The Southern California center released 14 pelicans Wednesday afternoon to make room for more of the ailing birds. At Royal Palms State Beach in San Pedro, rescue workers lined the pet kennels along the rocky shoreline and opened the doors. The pelicans flew right out.
The Coast Guard reported a group of sick birds in the Los Angeles Harbor on Tuesday. Rescue workers found around 30 dead birds and rounded up 30 more that were sick and wet.
Biologists point to several reasons why more birds need help.
"This is an El Nino year. The weather is topsy turvy. Storms are forcing the fish deeper into the ocean, or the fish are in different places than they normally would be. The pelicans are not finding food and they are starving,” Kelway explained.
"Something is also contaminating their feathers and stopping them from being weatherproof,” he said. "The storms have been the final nail in the coffin.”
Some parts of Los Angeles County have received close to 12 inches of rain in the last few weeks.
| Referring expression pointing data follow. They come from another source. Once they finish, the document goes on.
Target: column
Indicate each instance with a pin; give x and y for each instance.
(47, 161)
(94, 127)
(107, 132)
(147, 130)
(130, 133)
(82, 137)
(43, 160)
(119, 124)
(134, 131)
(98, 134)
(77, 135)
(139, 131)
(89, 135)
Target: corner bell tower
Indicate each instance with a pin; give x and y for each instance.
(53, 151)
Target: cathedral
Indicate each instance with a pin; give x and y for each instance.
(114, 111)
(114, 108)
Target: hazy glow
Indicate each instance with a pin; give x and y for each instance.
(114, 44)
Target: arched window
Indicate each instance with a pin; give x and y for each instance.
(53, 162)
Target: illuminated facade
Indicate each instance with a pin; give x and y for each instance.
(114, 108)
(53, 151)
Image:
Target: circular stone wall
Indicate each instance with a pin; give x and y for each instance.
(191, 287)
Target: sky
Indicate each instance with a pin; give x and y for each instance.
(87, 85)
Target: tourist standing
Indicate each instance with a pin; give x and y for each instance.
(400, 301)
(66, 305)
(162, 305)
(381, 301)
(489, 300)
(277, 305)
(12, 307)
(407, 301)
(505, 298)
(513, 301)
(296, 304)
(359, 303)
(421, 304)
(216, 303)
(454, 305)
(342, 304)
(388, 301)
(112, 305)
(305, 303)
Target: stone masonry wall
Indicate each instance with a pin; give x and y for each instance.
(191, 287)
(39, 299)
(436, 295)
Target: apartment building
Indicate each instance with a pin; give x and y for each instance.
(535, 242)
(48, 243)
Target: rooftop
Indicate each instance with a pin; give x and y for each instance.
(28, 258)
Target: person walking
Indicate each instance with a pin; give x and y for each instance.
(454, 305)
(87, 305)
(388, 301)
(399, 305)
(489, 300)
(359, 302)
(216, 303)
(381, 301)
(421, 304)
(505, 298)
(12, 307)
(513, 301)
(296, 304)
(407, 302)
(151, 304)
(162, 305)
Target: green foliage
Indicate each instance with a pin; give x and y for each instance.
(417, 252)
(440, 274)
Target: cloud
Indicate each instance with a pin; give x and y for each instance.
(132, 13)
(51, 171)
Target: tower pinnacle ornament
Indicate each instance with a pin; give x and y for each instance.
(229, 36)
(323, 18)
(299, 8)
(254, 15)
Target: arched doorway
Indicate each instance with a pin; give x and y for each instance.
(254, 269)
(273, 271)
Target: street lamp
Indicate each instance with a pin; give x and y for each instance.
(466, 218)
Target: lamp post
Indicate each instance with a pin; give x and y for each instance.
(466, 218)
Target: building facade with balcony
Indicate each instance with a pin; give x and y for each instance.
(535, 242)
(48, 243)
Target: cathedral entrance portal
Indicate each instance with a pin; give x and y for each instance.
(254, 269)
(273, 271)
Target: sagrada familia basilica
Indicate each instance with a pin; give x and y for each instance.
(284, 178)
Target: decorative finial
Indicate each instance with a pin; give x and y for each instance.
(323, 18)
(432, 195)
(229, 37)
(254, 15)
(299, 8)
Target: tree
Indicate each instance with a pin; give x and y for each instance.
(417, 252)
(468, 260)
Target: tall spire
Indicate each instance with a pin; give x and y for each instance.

The birds, already weak from lack of food, have gotten soaked, and in the ocean they’ve found themselves bathed in a murky runoff goo that has coated their already faltering feathers with a layer of grease. Another possible cause is an algae bloom, Kelway said.
Feathers have been taken from the sick birds and sent to a lab, he said.
When there is no food in the water, the birds will look on land, Kelway said, and they’re ailing in very public places — on piers, at restaurants, hotels, harbors and beaches.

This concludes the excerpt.